Blog #3 - Life As I Know It
Based off Chapters 16-22
I write these words in a time when
grief and glory are mingled together, and it is hard to tell which weighs
heavier upon my heart. So much has unfolded in the lands, and though I once
gazed upon the light of the Two Trees in Aman, now I dwell beneath a sky ever
darkened by the will of Morgoth. At times, this tale feels too vast to grasp… so
many battles, betrayals, and deaths, yet I cannot help but return in thought to
my own part within it.
The Doom of Mandos lingers over all
of us who dared to forsake the Blessed Realm. I can still recall His words on
the shores of Araman, echoing in my memory like the toll of a bell. Indeed,
those tears have fallen, and the count of them grows ever greater. When first I
heard that pronouncement, I felt defiant. Surely the might of the Noldor,
trained in the wisdom of Valinor and armed with the fire of FĂ«anor’s oath,
could overcome any doom. But now, after years of war and ruin, I perceive the
truth more clearly: it was not a curse only, but a warning born of pity. And
still, despite my fears, I cannot turn away.
My greatest fear is not of death.
What I fear most is that all our striving will come to nothing, that our long
struggle will end with the dominion of darkness unchallenged, and our deeds
will be forgotten like dust scattered by the wind. So many of my kind have
already fallen. Fingolfin, noble High King, rode alone to the gates of Angband,
and there he challenged Morgoth himself. Even now, when I close my eyes, I see
the vision of him, proud and resolute, striking seven wounds upon the Dark
Enemy before he was laid low. His sacrifice was not in vain, for it showed us
all that Morgoth, though mighty, is not beyond hurt. Yet the price of that
knowledge was the loss of our king.
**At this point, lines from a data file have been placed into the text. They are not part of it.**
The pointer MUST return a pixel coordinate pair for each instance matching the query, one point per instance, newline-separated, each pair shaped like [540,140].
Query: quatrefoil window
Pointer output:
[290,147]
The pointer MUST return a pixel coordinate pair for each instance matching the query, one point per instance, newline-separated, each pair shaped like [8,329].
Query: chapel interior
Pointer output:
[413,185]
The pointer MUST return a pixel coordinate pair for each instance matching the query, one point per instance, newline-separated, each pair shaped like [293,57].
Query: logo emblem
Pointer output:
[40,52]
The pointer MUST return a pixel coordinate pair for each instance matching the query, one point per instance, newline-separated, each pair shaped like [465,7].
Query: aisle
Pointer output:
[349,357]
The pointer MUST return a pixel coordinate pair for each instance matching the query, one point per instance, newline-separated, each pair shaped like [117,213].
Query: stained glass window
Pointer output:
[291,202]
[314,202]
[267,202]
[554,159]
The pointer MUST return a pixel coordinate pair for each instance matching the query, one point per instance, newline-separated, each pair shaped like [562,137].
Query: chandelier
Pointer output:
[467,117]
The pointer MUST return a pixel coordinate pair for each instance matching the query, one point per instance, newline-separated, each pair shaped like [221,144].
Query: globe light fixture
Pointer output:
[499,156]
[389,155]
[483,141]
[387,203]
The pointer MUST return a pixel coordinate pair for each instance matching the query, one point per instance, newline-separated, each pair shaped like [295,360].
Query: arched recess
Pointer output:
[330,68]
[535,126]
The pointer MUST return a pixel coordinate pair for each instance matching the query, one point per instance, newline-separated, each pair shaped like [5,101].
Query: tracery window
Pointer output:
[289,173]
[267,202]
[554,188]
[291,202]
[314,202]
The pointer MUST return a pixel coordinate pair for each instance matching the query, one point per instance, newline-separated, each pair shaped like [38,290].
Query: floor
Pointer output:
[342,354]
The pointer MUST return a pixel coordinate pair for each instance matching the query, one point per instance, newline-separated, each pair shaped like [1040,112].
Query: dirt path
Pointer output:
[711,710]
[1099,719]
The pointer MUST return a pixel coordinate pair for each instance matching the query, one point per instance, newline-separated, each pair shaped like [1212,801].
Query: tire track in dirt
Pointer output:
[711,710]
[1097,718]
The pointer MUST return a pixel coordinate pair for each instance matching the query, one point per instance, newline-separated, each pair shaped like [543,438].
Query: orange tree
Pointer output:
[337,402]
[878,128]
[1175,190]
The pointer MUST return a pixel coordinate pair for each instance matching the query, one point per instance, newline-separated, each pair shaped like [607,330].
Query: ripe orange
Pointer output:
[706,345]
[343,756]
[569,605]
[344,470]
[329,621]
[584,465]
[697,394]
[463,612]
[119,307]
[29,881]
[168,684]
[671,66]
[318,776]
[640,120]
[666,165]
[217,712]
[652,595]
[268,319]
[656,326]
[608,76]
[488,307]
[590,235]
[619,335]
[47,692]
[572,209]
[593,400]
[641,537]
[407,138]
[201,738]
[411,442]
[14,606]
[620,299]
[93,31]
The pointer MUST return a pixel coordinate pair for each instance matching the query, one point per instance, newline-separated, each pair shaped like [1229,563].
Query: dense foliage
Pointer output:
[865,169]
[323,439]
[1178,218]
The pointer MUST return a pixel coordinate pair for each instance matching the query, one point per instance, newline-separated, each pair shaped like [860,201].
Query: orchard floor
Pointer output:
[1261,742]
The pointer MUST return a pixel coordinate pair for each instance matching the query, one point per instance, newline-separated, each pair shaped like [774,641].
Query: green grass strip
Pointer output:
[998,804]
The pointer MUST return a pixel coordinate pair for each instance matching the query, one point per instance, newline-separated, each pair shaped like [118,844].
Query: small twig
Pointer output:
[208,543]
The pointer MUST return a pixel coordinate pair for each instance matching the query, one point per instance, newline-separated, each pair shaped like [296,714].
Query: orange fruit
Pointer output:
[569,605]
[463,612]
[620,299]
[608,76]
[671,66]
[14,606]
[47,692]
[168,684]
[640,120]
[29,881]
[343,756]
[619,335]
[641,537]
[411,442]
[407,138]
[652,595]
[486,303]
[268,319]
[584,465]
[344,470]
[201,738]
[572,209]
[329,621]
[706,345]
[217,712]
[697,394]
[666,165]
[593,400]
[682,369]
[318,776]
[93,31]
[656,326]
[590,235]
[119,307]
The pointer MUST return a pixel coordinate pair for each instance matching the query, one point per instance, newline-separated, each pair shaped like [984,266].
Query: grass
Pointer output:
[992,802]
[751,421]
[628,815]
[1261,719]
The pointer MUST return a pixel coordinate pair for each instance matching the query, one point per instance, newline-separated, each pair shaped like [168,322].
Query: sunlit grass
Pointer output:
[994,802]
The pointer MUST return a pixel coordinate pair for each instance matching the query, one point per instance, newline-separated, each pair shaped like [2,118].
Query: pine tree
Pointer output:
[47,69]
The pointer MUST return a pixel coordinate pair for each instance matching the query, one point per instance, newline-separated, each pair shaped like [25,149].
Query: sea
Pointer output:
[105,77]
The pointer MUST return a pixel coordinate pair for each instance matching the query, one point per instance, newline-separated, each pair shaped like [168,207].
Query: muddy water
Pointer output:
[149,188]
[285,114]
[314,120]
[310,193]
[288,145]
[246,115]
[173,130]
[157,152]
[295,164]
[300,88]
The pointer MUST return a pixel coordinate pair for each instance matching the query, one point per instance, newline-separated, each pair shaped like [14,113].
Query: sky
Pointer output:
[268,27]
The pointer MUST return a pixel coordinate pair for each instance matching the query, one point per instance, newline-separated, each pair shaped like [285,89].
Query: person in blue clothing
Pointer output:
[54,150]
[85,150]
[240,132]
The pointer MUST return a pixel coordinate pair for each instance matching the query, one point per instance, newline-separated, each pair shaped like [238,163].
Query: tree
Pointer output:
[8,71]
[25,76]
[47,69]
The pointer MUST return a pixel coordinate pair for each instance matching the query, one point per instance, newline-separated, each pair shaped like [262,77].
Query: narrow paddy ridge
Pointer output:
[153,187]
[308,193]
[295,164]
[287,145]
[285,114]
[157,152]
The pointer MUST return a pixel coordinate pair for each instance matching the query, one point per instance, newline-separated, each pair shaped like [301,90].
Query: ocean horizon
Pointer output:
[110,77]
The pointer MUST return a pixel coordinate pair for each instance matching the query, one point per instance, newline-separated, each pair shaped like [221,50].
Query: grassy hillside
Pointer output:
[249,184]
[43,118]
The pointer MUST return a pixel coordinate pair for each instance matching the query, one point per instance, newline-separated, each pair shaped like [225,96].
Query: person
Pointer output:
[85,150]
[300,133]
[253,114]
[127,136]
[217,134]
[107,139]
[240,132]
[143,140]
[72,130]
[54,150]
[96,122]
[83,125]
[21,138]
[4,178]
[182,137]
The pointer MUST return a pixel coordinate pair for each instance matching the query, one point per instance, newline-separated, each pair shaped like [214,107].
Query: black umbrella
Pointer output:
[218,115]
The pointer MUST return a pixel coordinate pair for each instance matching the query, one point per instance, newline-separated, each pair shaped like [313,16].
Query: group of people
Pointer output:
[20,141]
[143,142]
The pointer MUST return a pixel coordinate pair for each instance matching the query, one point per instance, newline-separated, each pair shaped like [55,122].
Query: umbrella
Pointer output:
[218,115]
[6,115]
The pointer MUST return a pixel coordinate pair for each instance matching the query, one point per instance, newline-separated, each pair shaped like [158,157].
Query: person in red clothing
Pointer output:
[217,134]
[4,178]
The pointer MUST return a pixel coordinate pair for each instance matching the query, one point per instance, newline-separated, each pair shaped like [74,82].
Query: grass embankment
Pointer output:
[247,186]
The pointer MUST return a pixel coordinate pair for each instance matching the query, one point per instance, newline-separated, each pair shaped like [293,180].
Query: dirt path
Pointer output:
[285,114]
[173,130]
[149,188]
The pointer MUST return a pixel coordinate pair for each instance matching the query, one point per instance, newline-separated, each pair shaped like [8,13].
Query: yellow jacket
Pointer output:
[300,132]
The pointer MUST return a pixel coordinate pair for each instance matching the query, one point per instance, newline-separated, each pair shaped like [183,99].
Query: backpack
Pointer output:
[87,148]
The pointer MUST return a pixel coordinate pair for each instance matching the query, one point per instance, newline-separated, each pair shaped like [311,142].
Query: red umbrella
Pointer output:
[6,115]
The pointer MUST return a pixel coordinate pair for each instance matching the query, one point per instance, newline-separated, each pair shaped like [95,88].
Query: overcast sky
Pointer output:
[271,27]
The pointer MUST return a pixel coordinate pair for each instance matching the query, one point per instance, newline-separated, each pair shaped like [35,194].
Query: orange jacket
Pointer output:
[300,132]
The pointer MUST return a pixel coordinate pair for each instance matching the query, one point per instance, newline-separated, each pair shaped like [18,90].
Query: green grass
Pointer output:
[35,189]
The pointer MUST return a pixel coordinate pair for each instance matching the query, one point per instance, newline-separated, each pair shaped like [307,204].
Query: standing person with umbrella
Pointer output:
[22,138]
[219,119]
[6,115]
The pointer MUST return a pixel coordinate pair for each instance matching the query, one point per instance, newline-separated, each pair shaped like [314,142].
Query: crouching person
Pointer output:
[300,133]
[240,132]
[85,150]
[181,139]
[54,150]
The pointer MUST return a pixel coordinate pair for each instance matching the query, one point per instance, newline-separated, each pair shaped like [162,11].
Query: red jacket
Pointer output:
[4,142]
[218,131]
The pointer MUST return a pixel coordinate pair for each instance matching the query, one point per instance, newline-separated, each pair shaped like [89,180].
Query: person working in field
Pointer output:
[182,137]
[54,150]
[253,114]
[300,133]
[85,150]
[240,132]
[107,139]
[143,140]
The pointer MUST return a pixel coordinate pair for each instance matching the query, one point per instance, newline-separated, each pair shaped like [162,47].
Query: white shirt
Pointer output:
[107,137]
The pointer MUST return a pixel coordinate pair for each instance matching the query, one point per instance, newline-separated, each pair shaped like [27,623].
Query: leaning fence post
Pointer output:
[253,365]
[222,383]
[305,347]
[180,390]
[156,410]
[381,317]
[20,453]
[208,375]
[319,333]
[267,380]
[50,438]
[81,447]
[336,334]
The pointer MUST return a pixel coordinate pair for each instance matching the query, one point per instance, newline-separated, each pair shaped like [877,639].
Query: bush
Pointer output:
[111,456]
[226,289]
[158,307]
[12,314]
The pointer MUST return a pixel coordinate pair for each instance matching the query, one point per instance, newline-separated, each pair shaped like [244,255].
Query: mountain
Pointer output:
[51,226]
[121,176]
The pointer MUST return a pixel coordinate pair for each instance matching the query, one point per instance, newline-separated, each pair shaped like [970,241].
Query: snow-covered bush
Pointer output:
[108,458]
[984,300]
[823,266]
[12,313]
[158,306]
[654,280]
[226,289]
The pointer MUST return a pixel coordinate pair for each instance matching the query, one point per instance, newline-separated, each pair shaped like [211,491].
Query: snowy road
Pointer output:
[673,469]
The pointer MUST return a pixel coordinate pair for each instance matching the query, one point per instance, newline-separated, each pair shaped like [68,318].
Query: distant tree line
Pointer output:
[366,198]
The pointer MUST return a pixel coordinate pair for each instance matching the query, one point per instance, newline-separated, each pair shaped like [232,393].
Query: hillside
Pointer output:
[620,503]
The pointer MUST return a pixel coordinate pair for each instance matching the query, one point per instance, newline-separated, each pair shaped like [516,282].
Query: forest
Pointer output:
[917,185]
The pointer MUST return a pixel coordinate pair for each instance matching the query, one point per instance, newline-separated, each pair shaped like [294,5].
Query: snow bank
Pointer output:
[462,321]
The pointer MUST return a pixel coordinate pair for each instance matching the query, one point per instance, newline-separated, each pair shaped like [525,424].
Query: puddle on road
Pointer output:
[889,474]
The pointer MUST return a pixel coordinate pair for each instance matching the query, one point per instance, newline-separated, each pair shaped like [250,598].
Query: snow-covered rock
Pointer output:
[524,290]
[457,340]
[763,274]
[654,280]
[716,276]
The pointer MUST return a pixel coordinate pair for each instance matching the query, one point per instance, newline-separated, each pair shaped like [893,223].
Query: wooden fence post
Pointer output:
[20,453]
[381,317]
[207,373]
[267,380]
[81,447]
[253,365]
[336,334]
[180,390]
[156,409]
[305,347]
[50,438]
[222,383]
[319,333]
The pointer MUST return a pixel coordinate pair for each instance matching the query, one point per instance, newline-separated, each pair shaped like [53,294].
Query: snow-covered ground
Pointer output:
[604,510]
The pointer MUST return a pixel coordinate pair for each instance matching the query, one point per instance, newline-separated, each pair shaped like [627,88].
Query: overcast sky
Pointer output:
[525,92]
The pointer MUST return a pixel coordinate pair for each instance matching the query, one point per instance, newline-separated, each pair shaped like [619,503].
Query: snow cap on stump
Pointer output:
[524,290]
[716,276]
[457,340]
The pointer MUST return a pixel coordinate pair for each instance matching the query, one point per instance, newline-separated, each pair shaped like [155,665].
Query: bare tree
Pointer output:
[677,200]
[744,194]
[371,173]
His courage steels my resolve, but it also
reminds me how narrow the line is between hope and despair.
And yet, though the doom presses
heavily upon me, I also feel a strange confidence. I have walked beneath the
light of the Two Trees, I have heard the songs of the Vanyar, seen the
shipyards of the Teleri, and studied in the halls of Tirion. That light remains
in me, though I am far from Aman, and it cannot be wholly quenched by shadow.
When Morgoth’s darkness grows strongest, I remember that I carry within me a
fragment of the radiance of Valinor. It may be small, but it is enough to
endure.
Do I feel hopeless? At times, yes.
When word reaches me of fallen comrades or the ruin of once-fair lands, hope
flickers like a candle battered by the storm. There are moments when I wonder
if all our choices, our pride, our exile, our oaths, have led only to endless
sorrow. But even then, I remember that despair itself is Morgoth’s greatest
weapon. He would have us yield before the battle is lost. I cannot give him
that victory.
What comes next for me? Likely more hardship, perhaps even death. I do not deceive myself with dreams of sudden triumph. Yet I believe that our resistance matters. If nothing else, our songs will endure, and the memory of our defiance will live on. Perhaps the Valar will, in time, hear of our suffering and pity us. Or perhaps it will be left to those who come after us, to finish what we began.
Still, I take pride in this: though banished, though cursed, though surrounded by darkness, I have not bowed to Morgoth. We are the Tareldar, the High Elves who beheld the light of Aman, and though that light is now a memory, it yet shines within us. That memory guides my steps, and it will continue to do so until the end, whatever end awaits me.